Approach to Management
No Structural Heart Disease
In patients with no structural heart disease and PVCs, treatment to suppress PVCs has not been shown to improve survival (and mortality is low to begin with in these patients). In most cases no therapy is recommended, and reassuring the patient as to the benign nature of the rhythm is essential. Therapy is directed toward reduction or elimination in symptoms and may include β-adrenergic blockers, calcium channel blockers, or class I, II, or III antiarrhythmic drugs. Fish oil may be effective. Antiarrhythmic drugs should be used only if a patient has frequent and severe symptoms that cannot otherwise be controlled with a β-adrenergic blocker or a calcium channel blocker. There are few if any data to indicate that a β-adrenergic blocker or calcium channel blocker actually is effective in suppressing PVCs. Fish oil may suppress some symptomatic PVCs, but no other supplement is known to have any benefit.

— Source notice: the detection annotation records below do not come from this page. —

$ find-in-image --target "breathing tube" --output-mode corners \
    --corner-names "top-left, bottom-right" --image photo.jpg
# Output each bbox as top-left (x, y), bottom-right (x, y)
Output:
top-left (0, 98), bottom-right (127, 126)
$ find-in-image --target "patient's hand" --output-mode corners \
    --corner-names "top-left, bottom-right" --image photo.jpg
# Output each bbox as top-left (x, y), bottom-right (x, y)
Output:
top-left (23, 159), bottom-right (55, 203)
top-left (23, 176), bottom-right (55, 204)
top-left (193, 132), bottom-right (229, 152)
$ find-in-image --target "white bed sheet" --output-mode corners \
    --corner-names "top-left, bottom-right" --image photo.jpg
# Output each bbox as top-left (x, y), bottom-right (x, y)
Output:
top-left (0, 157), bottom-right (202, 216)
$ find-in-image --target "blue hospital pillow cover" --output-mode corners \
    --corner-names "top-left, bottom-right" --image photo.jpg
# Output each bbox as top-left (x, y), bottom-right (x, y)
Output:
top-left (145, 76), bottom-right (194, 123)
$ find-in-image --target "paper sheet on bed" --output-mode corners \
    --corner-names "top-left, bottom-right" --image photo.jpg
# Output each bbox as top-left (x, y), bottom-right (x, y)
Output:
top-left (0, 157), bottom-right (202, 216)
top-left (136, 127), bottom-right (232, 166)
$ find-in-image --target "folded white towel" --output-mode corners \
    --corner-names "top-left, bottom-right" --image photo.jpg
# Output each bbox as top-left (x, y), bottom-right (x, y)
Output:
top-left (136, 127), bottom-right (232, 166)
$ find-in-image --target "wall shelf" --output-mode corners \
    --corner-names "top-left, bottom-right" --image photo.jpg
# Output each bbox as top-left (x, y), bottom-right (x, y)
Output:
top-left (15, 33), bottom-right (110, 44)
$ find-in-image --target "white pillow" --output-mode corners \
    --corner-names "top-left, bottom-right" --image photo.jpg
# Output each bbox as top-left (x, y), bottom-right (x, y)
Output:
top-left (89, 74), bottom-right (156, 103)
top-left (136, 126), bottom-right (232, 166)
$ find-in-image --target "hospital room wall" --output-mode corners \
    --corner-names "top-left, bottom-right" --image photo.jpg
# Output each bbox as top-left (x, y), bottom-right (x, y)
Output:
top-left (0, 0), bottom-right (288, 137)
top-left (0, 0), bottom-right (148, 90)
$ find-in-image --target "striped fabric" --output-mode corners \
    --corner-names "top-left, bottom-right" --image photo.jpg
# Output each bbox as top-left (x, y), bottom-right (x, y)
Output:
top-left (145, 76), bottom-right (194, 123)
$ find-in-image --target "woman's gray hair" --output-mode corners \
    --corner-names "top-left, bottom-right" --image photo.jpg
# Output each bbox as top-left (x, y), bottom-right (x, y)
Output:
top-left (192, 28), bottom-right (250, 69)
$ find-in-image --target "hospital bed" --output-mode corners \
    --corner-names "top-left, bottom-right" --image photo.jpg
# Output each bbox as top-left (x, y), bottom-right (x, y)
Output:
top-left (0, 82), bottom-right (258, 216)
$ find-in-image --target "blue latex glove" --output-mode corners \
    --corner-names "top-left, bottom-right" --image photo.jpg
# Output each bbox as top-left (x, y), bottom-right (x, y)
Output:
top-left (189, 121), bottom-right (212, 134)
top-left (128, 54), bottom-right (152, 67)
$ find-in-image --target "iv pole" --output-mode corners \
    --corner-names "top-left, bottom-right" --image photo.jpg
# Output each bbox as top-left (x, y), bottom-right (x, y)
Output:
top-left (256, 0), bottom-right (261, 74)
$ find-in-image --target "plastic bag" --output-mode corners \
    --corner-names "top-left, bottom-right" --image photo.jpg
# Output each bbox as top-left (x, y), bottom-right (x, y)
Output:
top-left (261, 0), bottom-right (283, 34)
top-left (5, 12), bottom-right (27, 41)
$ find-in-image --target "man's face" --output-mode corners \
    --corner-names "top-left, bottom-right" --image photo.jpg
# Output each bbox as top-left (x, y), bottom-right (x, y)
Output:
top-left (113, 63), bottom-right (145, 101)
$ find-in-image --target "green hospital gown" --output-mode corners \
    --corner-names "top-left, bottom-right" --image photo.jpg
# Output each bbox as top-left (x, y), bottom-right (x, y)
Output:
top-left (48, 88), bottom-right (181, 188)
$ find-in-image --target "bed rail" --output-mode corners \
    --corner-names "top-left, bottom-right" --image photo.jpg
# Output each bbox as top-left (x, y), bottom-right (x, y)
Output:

It is important to determine whether a patient has structural heart disease. It may be useful to follow the patient long term to determine whether new symptoms develop or whether there is a new onset of or progression in heart disease that was not present initially. For refractory symptoms or frequent PVCs leading to a PVC-associated cardiomyopathy or functional LBBB ventricular dyssynchrony, electrophysiology study with mapping and ablation of the PVC is helpful. This represents the distinct minority of patients without structural heart disease. PVCs can originate from the endocardium or epicardium of either ventricle ( Algorithm 3.1 ).